If you’ve already been to see Matilda the Musical, you’ll no doubt, much like film critics all over the world, be in awe of the incredible dance scenes that light up the movie.
If you haven’t seen it, you should, if only to marvel at the work of Colchester choreographer, Ellen Kane, who was the mastermind behind those magical moves.
Born in Hackney, East London, Ellen moved to Colchester because of her partner’s work a few years ago.
In recent years her credits have included Legally Blonde for Regent’s Park Theatre, A Chorus Line and West Side Story at the Curve in Leicester and Groundhog Day at the Old Vic and on Broadway, but it’s her latest work, this time on the big screen, that is really getting the offers flooding in.
“I’ve had a few,” she smiles as we chat in her kitchen in between meetings.
“But throughout my career, and even before that, I’ve always made decisions based on my gut feeling and whether I think it’s going to be an interesting and fun project to do.”
And because of the huge plaudits she’s received for Matilda the Musical, Ellen can afford to be particular about what she does next.
Not that she hasn’t always been.
“I started dancing because one my theatre friends went to this dance club after school.
“It was proper Billy Elliot stuff in a library just across from where we lived, run by this amazing woman who charged 50p a session. I wasn’t really interested, I just went along for a taster but in the end I started making up the dances.”
When secondary school hit, dancing took a bit of a back seat.
“I did take it for GCSE,” she admits, “but only because I thought it might be a bit of an easy option.

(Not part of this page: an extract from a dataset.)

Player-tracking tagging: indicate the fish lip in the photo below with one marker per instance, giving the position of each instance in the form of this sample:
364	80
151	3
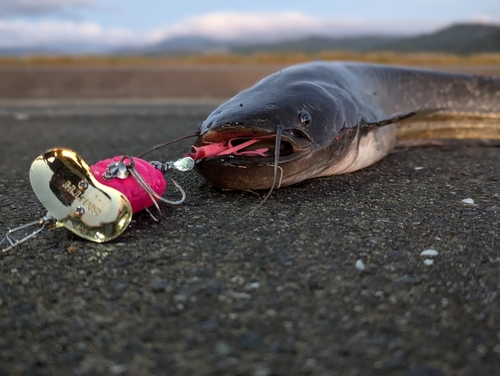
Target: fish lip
300	146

“The real turning point was when a performing college came to my school. I was all lined-up to go to East London to do sociology, psychology and English but I changed my mind and signed-up for a Foundation Course in dance.
“My father was furious and told me if I was going to do the course, I needed to do some A Levels in the evening, so I did.”

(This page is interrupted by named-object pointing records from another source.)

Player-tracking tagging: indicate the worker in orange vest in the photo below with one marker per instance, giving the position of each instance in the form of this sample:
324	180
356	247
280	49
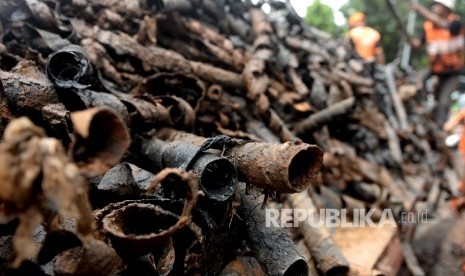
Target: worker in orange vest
443	35
365	40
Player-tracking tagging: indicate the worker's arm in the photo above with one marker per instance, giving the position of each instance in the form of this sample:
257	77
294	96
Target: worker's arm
380	59
429	15
454	120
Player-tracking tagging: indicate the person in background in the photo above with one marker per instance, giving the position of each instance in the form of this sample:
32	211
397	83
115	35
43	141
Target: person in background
449	126
443	35
365	40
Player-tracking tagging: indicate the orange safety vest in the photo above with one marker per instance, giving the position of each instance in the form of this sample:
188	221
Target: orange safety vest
365	40
445	52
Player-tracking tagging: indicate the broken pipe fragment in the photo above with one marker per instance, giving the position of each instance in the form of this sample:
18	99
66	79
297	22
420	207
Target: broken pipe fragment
216	175
102	139
69	67
272	246
287	167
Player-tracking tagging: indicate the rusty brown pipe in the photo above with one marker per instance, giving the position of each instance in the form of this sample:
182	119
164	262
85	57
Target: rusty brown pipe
286	167
324	116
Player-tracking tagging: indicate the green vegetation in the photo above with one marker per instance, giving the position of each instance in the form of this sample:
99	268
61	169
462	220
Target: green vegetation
379	17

Ellen didn’t stop there. With a choice between a dance school that was subsidised by the Government and another that wasn’t, she chose the latter but fortunately got a scholarship to study there.
And then when musical theatre was where all the jobs were, Ellen decided to audition for a contemporary dance company.
Ellen adds: “It was for Richard Alston, one of the most important contemporary dance makers in this country, and it led to tours all over the country and Europe as well as several productions at Sadler’s Wells.
“It was everything I’d ever wanted, incredibly hard but I just felt so fortunate.”
But just when, everything, was going great, Ellen’s career took a sudden turn.
“It was really stupid,” she tells me, “I slipped a heel. No one noticed but because I’d got to a certain level, all I could see were the faults I was making. I was starting to lose the love for it, and that was being replaced by fear and anxiety.”
So she made a bold decision, outlandish at the time, as Ellen calls it, and quit. She started teaching at the London Contemporary Dance School and it was while there someone watching her class, asked if she might be interested in an associate position in the West End.
That person was Peter Darling and the show he wanted help with was Billy Elliot.
The rest as they say…
Now, she’s being lauded for her film work thanks to Matilda.
“I worked on Matilda in the West End,” Ellen says, “and most of the team that worked on that were involved in the film.
“We started working on it in the February but got shut down in the March due to the pandemic, but that was actually quite good for us because it meant we had a lot more time to prepare the dance sequences.
“Dance on film is notoriously tricky but it kind of suits my brain. In order to fill the frame you have to have lots of detail to keep the energy going. Fortunately I had a fantastic team to help me with the workload.”
Which included 250 to 300 children alone.
“I absolutely loved it,” she continues, “especially the scale. It definitely exceeded all my expectations and I’m super proud of what we’ve achieved.”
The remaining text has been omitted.